Conrad took his way homeward with a heart overflowing with respect for his mother. On his way he met Dollie, carefully carrying in her hand a bundle wrapped in a cloth.

'Wherever are you off to so late as this, Dollie?' he asked in astonishment. 'Are you not afraid to go along the dark streets with all the shot and sh.e.l.l flying about?'

'Oh, I've got used to them a long time ago!' said the little one very composedly. 'I always think it doesn't seem nice when the town is quiet now.'

Conrad had to confess that she was right, for people certainly do become accustomed to everything, even to the greatest danger.

'I am taking father some warm soup, because he is on duty to-night,'

Dollie went on; 'then he won't feel the dark night so cold.'

'But why does not your mother take it?' asked Conrad.

'Oh, she isn't at home,' answered Dollie. 'She had to go with a great many more women to fetch water from the Munzbach,[3] and carry it right into the upper town. The Swedes have done something to the water-pipes there, and there is no more water. Only think! if a fire were to begin, and they couldn't put it out! And for fear the water should freeze in the buckets, the women have to carry it in the little brewers' coppers, and keep the fires burning under it too!'

'I will go with you,' said Conrad; and the little maiden, though professing to be so brave, seemed by no means sorry to have a companion.

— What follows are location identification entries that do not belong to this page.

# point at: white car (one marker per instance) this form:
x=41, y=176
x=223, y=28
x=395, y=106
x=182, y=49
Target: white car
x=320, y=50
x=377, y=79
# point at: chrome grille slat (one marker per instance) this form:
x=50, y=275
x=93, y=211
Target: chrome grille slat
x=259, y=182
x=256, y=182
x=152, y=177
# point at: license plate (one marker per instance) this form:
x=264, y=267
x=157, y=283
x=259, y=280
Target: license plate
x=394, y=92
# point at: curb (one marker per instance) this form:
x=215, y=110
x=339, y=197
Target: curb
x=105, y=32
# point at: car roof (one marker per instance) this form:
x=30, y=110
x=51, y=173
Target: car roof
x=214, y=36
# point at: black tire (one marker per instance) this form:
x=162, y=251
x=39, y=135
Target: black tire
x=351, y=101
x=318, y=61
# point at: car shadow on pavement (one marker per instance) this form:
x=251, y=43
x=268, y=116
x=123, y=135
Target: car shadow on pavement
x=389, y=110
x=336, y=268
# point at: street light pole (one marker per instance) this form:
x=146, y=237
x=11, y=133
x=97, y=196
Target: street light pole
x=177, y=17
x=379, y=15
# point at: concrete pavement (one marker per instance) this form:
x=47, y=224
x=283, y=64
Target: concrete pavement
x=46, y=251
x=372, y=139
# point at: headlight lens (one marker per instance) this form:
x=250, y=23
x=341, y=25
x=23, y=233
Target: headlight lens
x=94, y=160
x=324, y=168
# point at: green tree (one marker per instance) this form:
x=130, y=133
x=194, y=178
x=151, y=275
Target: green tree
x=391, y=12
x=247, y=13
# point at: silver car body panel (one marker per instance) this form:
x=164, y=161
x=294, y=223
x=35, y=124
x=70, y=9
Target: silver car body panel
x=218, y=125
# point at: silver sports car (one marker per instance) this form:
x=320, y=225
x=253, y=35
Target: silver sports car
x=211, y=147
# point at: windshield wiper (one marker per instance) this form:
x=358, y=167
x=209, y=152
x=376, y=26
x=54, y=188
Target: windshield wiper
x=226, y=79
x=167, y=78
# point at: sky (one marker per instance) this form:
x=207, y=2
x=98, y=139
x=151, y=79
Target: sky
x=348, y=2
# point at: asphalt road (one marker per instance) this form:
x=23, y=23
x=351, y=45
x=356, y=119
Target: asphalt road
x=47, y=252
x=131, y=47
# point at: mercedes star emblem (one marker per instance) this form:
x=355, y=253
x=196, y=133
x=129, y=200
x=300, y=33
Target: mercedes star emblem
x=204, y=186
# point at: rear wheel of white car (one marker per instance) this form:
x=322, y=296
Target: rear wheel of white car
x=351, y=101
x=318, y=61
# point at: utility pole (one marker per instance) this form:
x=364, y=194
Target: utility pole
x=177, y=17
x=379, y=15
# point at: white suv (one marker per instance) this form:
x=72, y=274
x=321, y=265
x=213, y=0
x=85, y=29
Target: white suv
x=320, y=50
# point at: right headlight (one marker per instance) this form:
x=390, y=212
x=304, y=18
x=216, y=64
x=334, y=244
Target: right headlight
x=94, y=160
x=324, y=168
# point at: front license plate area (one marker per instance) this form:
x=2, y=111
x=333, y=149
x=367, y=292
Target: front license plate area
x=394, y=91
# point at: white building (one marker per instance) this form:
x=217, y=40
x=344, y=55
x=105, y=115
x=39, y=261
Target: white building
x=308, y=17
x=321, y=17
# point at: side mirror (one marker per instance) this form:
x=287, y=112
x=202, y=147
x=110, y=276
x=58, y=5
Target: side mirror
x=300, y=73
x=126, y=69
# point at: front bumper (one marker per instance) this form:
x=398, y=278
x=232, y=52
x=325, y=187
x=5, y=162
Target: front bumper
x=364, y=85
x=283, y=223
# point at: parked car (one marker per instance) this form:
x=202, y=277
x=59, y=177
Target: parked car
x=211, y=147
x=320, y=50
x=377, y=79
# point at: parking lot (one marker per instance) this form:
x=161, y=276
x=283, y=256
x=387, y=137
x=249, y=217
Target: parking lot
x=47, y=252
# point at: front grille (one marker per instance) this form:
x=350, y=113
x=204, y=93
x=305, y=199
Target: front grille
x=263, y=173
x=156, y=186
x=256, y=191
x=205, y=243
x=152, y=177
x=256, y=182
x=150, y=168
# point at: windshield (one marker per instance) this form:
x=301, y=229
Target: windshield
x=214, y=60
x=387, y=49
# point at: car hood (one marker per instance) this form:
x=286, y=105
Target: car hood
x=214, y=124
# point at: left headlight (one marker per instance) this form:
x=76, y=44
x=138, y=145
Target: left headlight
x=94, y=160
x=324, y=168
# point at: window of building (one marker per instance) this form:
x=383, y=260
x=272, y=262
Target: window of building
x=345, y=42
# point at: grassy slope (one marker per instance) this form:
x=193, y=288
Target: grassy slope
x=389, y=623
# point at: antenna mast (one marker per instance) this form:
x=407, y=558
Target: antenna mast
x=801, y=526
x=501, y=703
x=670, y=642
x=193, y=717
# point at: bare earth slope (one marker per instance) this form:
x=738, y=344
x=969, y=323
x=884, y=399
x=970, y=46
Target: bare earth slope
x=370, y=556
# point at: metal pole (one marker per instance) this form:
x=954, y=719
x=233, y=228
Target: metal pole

At last the two succeeded in reaching the neighbourhood of the Peter Gate, where a detachment of miners were acting as auxiliaries to the regular troops. Here, as at the other threatened points, soldiers, citizens, and journeymen were all actively engaged. Such parts of the fortifications as had been either injured or destroyed by the enemy's artillery-fire and mines, were now being hastily repaired. The Peter Gate and the barbican in front of it showed unmistakeable signs of the enemy's efforts to force an entrance into the town,--heaps of stones, and yawning holes and pits, alternated with covered galleries, _chevaux-de-frise_, uprooted palisadoes, and other works which the Freibergers were in hot haste trying to strengthen. The steady industry of so many hundred busy hands in the cold and darkness of that winter night must have struck an onlooker with surprise; but probably his surprise would have been even more excited by the unusual silence in which such heavy work was being done. That they might not attract the enemy's attention and so draw down an attack, the besieged were using the miners' dark lanterns, which open only on one side, instead of such torches or other lights as would generally be employed. From the top of the city wall and gate, these lanterns now shone down like the glimmering fires of innumerable glowworms, while, through the dusky twilight, lit up by their flickering rays, the soft white snowflakes fell steadily and quietly. The dim light and the falling snow combined to transform the brave defenders into so many ghost-like shapes. One such weird figure could be descried, leaning silent and motionless against the parapet at the top of the tower, his heavy double arquebuse by his side. No part of the man stirred save the restless eyes, and they wandered incessantly to and fro, striving to make out the movements of the enemy. The miners, busy constructing a new moat just within the battered Peter Gate, looked, as they glided about, more like mountain-gnomes than human beings. If one of these same human gnomes, with weather-beaten, swarthy face and wrinkled forehead framed in its snowy hood, had suddenly stepped out into the circle of light cast by one of the dark lanterns, people would have been strongly tempted to declare they had seen a ghost.

Up there on the Hospital Mountain, where the enemy's headquarters lay, great watch-fires were blazing through the thick, snow-laden air. Now and then the glare of a mortar shone suddenly out, followed after a few seconds by the thundering explosion. Then a fiery curve traced itself against the sky, the end of which advanced hissing towards the city, and at last burst somewhere among the houses. Such was the picture that presented itself to the eyes of the two children when they reached the Peter Gate on that dark winter's night.

[1] A small German coin worth about a farthing English.

[2] A small German coin equal to four kreuzers.

[3] The river that flows through Freiberg.